Revisitando o espaço imaginário
Autor: Vannda Santana
Revisão: Marcia Vital
As imagens, os
símbolos e os mitos não são criações irresponsáveis da psique; elas respondem a
uma necessidade e preenchem uma função: revelar as mais secretas modalidades do
ser.
Mircea Eliade
Pois
é. Em tempos tão sombrios sentimos a imaginação escassear. Por mais que
tenhamos a consciência de nosso corpo
físico e de tudo que nele habita, ainda assim
nos falta a compreensão da coisa principal:
ação. Por isso mesmo revisitei meus espaços internos e externos à
procura de fazer algo que pudesse incentivar movimentos de ideias adormecidas
para espantar os fantasmas guardados em alguma gaveta imaginária.
Então,
lembrei-me de um livro do filósofo G. Bachelard - A Poética do Espaço, onde o autor faz uma análise de forma
criteriosa dos espaços e lugares, realçando o campo da memória como lugar de
criação e reflexão das imagens guardadas ao longo da existência. Daí então,
decidi revisitar também os meus próprios porões em busca de algo que trouxesse
luz aos pensamentos (no momento atual) bafejados pela desordem de dias tão sombrios,
sem criatividade e sem perspectiva de um amanhã menos triste, resta-me então,
abrir as gavetas do meu palimpsesto de lembranças felizes.
Sendo
assim, vamos viajar um pouco na obra citada. A Poética do Espaço nos leva
para o lugar da imensidão do espaço íntimo, lugar da imaginação, do poético, da fantasia e do
sonho, mas também da solidão. Nas palavras do autor: Quando a grande solidão do homem se aprofunda, as duas imensidões se
tocam, se confundem. Através do viés dessa realidade o espaço
físico ganha uma dimensão histórica, elegendo imagens que transcendem a
materialidade de casa, abrigo, porão, sótão, cabana, armários e gavetas. As
representações simbólicas vão além da preservação das lembranças guardadas em
nossas memórias como o lugar dos maiores registros de toda uma vida: dos medos,
da insegurança, dos fracassos, mas também, lugar das vitórias onde reinam as fantasias
e os sonhos e os mais ardentes desejos de conquistas. E é nesse mundo onírico simbólico de castelos
e sonhos que vivem príncipes e fadas, heróis e bruxas como ícones de representação
da existência humana, metáforas necessárias para vivenciar o enfrentamento com
a realidade e suas intranquilidades.
A
obra configura-se como um tratado poético e as imagens, a partir de diferentes
espaços constituídos, são extremamente recorrentes na literatura, acendendo luz
à imaginação.
Essas
imagens emprestam corpo simbólico ao lugar onde permanecem guardadas por longo
tempo, quer seja num sótão ou num porão,
não importa; elas são a representação da realidade e podem ressurgir na memória
como fuga ou lugar de refúgio e podemos compreender essa imagem que surge das
profundezas da memória como espaço sagrado, espaço da imaginação, da emoção e
dos sentimentos, espaço da arte preservado pelo tempo passado, onde subjazem os
devaneios.
Assim,
as imagens se revestem de boas ou más lembranças e adquirem um papel principal como
arquétipo de uma peripécia qualquer e é essa a função do espaço poético na obra
de Gaston Bachelard. A preservação do
abrigo, do espaço feliz ou de uma percepção de proteção contra todos os perigos.

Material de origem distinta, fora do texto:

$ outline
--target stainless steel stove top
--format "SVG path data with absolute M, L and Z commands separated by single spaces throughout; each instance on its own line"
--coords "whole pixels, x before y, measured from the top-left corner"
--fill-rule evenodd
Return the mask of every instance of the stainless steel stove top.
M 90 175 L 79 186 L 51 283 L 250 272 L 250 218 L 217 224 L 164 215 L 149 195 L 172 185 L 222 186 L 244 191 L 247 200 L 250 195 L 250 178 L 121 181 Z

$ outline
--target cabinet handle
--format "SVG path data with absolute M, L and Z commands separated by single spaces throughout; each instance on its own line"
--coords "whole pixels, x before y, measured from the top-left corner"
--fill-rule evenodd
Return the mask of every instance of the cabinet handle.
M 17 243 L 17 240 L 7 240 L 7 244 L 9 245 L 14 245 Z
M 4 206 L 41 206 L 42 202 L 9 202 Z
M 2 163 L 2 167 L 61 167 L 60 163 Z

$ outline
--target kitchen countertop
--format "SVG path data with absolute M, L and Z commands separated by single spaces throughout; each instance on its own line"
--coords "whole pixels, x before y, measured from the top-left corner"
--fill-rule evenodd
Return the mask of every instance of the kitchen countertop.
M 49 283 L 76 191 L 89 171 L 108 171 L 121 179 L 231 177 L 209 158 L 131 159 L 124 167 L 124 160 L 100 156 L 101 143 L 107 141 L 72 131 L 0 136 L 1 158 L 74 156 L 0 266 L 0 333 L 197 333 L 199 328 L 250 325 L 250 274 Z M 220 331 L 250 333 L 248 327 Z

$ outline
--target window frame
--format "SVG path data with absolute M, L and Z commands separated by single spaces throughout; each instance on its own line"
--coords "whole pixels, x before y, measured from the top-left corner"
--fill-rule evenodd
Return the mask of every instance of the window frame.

Daí, surgem como exaltação as boas
lembranças. Bachelard foi um adepto da arte pela arte, do entregar-se
completamente ao momento da leitura. Nas palavras dele, a arte é “uma
reduplicação da vida, uma espécie de emulação nas surpresas que excitam a nossa
consciência e a impedem de cair no sono”.
Aos
amigos leitores, perdoem-me se não pude presenteá-los com uma leitura de
fruição. Pois no exilio dos meus dias, nenhuma imaginação feliz veio visitar-me
como produto de criatividade. Perdoem-me se nenhuma leitura foi capaz de
seduzir-me ao encanto de um novo poema ou um texto que pudesse ocupar o espaço
interno de cada leitor. E é aqui que me encontro à margem da história
vigente e me vejo tão somente com meus escassos pensamentos que ora vivem em turbulências. Mas certa estou de que tudo vai
passar, creiam.
Por
enquanto, apresento este texto atrelado à A Poética do Espaço de G. Bachelard.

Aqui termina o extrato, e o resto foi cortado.